Tanzania: Covid-19 Jab Uptake Among People With Hearing-Impairment Increases

PEOPLE with hearing-impairment have been reached with education and sensitization on vaccination for protection against Covid-19 pandemic.

The initiative has then seen an increasing number of deaf people taking the Covid-19 jab for their protection increasing to 303 by this month from only 87, who received the jab last year.

"Education on safety and importance of taking Covid-19 vaccines created awareness and led to people with hearing-impairment receiving their vaccination to protect themselves from the pandemic. We are grateful to the government for this cooperation," said Gender Coordinator of Tanzania Association for the Deaf (CHAVITA), Ms Lupi Mwaisaka recently.

She noted that the initiative of reaching out the deaf and provide them with vaccines safety and competency education took place in three regions of Arusha, Mwanza and Mbeya. It was financed by the United Nations International Children's Emergency Fund (UNICEF)

Addressing a press conference in Dar es Salaam, Ms Mwaisaka said that the low Covid-19 short uptake among the deaf community was due to marginalization brought about by lack of information, and hence, they remained vulnerable to pervasive misleading information about the vaccines safety.

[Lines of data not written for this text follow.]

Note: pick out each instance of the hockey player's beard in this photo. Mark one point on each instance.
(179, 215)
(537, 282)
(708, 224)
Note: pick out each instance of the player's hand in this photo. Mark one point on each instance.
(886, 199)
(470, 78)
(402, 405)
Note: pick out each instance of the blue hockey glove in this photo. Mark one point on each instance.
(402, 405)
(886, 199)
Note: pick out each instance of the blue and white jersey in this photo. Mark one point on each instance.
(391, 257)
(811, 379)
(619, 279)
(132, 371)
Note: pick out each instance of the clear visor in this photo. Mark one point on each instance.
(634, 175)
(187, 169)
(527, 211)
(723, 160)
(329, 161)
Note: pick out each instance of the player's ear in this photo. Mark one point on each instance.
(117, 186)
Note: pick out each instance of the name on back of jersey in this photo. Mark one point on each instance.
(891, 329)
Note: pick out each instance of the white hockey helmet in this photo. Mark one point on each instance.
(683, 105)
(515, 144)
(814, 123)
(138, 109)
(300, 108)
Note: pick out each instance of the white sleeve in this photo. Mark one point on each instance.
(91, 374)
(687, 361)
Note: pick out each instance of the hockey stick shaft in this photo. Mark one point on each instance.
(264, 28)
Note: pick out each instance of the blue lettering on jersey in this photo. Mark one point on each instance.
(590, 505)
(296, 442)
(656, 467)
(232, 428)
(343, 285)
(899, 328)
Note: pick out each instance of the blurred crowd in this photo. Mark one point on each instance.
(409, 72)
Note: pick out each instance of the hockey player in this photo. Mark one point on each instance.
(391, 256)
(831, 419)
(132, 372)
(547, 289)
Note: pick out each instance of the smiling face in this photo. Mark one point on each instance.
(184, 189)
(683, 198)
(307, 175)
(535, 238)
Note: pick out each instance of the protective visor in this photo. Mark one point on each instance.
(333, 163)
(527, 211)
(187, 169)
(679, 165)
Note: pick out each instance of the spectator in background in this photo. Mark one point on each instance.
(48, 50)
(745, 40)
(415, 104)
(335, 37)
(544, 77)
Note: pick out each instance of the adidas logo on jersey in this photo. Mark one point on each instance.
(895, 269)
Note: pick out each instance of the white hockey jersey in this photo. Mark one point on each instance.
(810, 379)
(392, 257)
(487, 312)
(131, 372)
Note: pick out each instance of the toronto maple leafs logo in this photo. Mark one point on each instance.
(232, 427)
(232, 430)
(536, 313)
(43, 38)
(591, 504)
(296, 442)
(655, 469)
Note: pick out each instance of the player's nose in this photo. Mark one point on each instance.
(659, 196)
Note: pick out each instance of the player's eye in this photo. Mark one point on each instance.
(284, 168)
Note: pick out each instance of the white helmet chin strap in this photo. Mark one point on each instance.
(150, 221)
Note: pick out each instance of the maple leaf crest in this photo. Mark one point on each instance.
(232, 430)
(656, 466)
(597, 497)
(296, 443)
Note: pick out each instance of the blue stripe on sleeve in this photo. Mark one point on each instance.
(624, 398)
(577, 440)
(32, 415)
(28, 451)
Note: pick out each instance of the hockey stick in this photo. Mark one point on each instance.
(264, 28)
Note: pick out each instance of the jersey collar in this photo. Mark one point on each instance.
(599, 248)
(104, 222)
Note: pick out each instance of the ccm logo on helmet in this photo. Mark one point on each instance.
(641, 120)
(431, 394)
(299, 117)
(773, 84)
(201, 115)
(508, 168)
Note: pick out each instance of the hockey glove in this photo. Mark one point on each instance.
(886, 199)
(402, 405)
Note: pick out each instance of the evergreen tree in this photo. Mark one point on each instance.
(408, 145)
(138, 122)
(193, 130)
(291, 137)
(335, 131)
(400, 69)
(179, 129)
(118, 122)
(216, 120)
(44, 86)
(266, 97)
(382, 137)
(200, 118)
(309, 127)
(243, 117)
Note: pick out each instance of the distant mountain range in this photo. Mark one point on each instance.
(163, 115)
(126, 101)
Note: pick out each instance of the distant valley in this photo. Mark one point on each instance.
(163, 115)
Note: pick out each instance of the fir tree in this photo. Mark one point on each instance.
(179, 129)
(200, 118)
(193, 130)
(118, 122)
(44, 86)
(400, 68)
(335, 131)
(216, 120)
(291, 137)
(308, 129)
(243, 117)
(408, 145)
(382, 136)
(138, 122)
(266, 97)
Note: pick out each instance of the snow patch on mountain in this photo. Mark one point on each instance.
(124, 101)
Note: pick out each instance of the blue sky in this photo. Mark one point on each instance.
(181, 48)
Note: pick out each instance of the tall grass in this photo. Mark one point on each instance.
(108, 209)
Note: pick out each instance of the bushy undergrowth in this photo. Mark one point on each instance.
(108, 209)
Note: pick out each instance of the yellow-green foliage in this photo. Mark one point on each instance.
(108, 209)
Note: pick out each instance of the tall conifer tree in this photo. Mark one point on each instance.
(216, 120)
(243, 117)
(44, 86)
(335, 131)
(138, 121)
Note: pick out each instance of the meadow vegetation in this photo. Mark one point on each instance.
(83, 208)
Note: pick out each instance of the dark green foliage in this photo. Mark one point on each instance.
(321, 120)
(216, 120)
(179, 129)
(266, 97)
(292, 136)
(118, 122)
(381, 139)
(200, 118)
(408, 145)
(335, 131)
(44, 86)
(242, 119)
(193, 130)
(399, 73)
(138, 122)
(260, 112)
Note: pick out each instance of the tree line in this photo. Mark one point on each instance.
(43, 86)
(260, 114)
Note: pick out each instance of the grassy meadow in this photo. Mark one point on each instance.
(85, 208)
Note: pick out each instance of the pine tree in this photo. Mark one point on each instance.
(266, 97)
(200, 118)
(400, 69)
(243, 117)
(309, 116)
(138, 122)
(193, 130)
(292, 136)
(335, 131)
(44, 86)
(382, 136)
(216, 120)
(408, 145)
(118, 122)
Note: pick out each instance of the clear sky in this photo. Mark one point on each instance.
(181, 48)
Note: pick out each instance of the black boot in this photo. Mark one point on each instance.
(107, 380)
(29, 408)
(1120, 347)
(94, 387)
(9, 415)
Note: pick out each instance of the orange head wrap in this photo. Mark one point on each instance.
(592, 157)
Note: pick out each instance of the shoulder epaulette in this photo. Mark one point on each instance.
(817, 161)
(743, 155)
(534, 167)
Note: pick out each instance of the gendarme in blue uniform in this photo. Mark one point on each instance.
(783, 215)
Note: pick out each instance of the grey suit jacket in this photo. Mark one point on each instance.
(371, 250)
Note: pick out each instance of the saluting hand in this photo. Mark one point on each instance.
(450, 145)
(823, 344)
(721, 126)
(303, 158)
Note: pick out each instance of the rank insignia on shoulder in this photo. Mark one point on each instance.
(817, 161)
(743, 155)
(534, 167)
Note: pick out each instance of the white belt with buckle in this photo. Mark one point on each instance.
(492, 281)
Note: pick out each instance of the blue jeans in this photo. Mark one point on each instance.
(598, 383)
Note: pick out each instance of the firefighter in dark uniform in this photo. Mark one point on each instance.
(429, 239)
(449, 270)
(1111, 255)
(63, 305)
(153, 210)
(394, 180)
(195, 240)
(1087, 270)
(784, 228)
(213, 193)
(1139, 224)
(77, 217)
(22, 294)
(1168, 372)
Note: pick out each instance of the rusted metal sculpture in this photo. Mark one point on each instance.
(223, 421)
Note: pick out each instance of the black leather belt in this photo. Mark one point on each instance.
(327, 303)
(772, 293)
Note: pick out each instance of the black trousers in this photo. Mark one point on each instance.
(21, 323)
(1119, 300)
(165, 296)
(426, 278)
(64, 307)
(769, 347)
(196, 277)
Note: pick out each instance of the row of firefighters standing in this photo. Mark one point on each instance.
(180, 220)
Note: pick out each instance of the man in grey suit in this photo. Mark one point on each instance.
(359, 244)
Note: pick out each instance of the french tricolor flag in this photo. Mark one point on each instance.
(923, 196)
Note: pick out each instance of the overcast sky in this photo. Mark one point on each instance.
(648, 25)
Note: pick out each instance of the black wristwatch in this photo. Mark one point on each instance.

"Even though the government insisted that vaccination is voluntary, still deaf and blind people were left behind as there were no sign language translators, this denied them their right to get protected against Covid-19 and they remain vulnerable to infections," she said.

She said that the project run by CHAVITA under UNICEF's auspices dubbed, Covid-19 demand promotion: improved awareness and confidence on the pandemic preventive measures.

According to her, the programme increased vaccinations uptake, not only for the deafened, blind and other people with disabilities but also the community surrounding them, where more initiative are still needed to rescue such community members from Covid-19 infection.

For his part, CHAVITA's legal officer Mr Novatus Rukwago, called for observance of the law, which directs having sign language translators in media houses for public education programmes. If adhered to, the move will have disabled people included in development programmes in the country.